Availability & Cost of Health Care
Not surprisingly for a small, developing country, medical care in Belize is not of the highest standard. It is also fairly expensive compared to neighboring countries – expect to pay around US$70 for a visit to a private doctor and around US$500 per night for hospitalization in a private clinic.
The cheapest health care can be found at the network of public hospitals and clinics throughout the country, but they are often overcrowded and sometimes have issues with supplies and equipment. Many visitors and expats with insurance prefer to go directly to private clinics, the best of which are located in Belize City.
Another option, popular with expats in Belize, is to head across the border to Chetumal in Mexico where quality health care is far cheaper.
For emergency situations it's recommended to have comprehensive insurance that covers evacuation to medical facilities outside Belize.

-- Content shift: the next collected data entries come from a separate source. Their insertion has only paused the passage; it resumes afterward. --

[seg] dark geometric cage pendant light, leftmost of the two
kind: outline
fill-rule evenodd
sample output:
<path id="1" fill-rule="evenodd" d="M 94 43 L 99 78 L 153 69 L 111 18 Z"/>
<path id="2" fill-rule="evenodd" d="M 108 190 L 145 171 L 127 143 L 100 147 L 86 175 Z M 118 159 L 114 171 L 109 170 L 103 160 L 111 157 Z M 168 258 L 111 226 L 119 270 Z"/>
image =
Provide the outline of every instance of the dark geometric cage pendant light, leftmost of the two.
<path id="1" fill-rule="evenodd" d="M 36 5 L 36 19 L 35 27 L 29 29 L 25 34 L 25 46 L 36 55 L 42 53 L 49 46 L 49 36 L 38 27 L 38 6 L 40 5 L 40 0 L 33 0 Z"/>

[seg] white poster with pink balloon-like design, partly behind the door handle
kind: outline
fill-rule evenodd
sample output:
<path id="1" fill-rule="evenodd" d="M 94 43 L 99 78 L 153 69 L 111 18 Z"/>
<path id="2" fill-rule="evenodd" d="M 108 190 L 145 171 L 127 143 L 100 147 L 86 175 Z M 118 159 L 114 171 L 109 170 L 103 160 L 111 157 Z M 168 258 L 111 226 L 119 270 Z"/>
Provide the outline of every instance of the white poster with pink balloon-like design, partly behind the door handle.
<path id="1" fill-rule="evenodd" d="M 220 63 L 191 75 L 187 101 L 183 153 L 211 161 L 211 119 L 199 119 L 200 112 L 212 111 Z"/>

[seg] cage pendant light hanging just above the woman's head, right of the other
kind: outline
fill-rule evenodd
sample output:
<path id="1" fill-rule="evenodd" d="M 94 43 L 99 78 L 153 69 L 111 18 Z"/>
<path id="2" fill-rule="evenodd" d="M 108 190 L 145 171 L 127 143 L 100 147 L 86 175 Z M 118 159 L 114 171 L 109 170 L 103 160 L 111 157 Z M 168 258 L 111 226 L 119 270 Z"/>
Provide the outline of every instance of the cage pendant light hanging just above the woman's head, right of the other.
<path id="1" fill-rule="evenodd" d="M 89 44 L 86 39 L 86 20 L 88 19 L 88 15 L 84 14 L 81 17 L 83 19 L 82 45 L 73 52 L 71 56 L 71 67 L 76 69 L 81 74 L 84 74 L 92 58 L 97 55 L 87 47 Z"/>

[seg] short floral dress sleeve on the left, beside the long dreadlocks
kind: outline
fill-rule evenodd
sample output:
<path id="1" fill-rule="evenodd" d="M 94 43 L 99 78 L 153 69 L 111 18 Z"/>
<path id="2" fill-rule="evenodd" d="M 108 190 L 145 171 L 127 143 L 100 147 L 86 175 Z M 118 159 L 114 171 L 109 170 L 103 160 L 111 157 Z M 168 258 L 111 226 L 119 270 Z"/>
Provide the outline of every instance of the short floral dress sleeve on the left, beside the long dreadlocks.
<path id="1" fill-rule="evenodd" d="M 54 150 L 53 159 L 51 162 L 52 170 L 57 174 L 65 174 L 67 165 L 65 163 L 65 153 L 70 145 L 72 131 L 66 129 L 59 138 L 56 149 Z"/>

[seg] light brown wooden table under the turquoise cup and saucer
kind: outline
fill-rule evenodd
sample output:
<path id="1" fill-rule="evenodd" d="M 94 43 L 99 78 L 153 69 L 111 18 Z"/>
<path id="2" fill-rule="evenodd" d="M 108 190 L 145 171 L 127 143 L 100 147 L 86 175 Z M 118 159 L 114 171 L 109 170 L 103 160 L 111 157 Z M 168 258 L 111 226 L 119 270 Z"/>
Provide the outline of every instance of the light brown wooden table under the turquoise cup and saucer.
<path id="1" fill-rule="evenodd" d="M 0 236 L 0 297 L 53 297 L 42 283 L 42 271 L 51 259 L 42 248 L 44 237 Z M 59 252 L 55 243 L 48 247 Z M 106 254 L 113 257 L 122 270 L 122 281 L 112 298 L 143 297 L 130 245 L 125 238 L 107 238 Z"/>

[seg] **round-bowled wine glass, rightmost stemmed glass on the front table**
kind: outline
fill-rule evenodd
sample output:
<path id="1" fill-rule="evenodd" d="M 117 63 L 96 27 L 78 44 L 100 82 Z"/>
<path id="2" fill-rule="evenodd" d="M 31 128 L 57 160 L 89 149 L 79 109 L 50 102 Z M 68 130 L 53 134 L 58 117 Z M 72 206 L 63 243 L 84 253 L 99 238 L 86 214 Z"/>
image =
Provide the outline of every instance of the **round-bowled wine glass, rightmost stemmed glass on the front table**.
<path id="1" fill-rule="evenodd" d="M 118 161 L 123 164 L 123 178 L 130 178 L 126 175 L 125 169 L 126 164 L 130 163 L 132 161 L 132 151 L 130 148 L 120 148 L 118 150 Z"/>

In major urban areas tap water in Belize is considered safe to drink. Outside larger cities and towns, hotels may use wells or rainwater collection tanks in which case water should be boiled or treated.

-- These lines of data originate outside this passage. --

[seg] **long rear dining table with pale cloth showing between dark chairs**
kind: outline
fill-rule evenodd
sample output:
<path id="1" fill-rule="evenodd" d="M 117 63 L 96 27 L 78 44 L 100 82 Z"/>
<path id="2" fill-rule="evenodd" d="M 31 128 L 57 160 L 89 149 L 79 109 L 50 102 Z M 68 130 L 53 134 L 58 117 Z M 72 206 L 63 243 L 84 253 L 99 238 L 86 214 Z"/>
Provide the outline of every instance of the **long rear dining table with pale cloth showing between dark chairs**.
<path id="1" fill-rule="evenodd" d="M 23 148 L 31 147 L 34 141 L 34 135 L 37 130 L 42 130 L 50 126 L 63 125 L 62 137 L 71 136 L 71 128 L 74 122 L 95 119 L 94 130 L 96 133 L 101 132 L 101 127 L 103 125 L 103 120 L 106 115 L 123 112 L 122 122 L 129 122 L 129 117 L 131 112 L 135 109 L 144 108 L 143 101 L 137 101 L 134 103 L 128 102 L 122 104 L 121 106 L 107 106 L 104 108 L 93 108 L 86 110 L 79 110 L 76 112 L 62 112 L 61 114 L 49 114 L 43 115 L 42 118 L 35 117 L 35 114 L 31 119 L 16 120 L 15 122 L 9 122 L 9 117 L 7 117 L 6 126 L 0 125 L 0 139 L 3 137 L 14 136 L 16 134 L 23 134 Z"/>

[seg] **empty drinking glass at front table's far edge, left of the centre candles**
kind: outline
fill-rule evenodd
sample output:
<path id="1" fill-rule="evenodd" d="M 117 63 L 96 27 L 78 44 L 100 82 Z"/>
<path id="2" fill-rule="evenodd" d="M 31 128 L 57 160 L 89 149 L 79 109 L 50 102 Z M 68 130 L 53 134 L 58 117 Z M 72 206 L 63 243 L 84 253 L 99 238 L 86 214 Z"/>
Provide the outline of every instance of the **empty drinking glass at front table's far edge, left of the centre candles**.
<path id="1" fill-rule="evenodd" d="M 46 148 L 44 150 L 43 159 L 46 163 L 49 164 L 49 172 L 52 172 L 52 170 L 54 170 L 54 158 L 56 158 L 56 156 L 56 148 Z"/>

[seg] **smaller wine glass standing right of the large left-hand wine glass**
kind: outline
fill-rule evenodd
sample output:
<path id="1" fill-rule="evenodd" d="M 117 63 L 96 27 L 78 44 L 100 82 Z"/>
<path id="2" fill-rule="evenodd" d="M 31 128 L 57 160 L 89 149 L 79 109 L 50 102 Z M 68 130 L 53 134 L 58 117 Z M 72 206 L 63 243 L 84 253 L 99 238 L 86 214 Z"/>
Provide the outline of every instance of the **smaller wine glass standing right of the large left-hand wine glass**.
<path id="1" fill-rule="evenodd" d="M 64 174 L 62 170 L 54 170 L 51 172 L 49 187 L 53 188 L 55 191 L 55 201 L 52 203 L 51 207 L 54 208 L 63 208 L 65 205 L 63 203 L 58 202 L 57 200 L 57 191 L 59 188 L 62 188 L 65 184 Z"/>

Many hotels will provide drinking water for guests.
The major annoyance that almost all travelers are likely to encounter is biting insects, with sand flies (no-see-ums) being a real problem on some islands and mosquitoes pretty much everywhere. Bring quality repellent from home.
To prevent diarrhea, avoid tap water unless it's been boiled, filtered or chemically disinfected (with iodine tablets); only eat fresh fruit or vegetables if cooked or peeled; be wary of dairy products that might contain unpasteurized milk; and be highly selective when eating food from street vendors.
If you develop diarrhea, be sure to drink plenty of fluids, preferably an oral rehydration solution containing salt and sugar. A few loose stools don't require treatment, but if you start having more than four or five stools a day, you should start taking an antibiotic (usually a quinolone drug) and an antidiarrheal agent (such as loperamide). If diarrhea is bloody, persists for more than 72 hours or is accompanied by fever, shaking chills or severe abdominal pain, you should seek medical attention.
Mosquitoes & Ticks
To avoid mosquito and tick bites, wear long sleeves, long pants, hats and shoes or boots (rather than sandals). Use insect repellent that contains DEET, which should be applied to exposed skin and clothing, but not to eyes, mouth, cuts, wounds or irritated skin. In general, adults and children over 12 years should use preparations containing 25% to 35% DEET, which last about six hours. Children between two and 12 years of age should use preparations containing no more than 10% DEET, which will usually last about three hours. Products containing lower concentrations of DEET are as effective, but for shorter periods of time.
For additional protection, you can apply permethrin to clothing, shoes, tents and bed nets. Permethrin treatments are safe and remain effective for at least two weeks, even when items are laundered. Permethrin should not be applied directly to skin.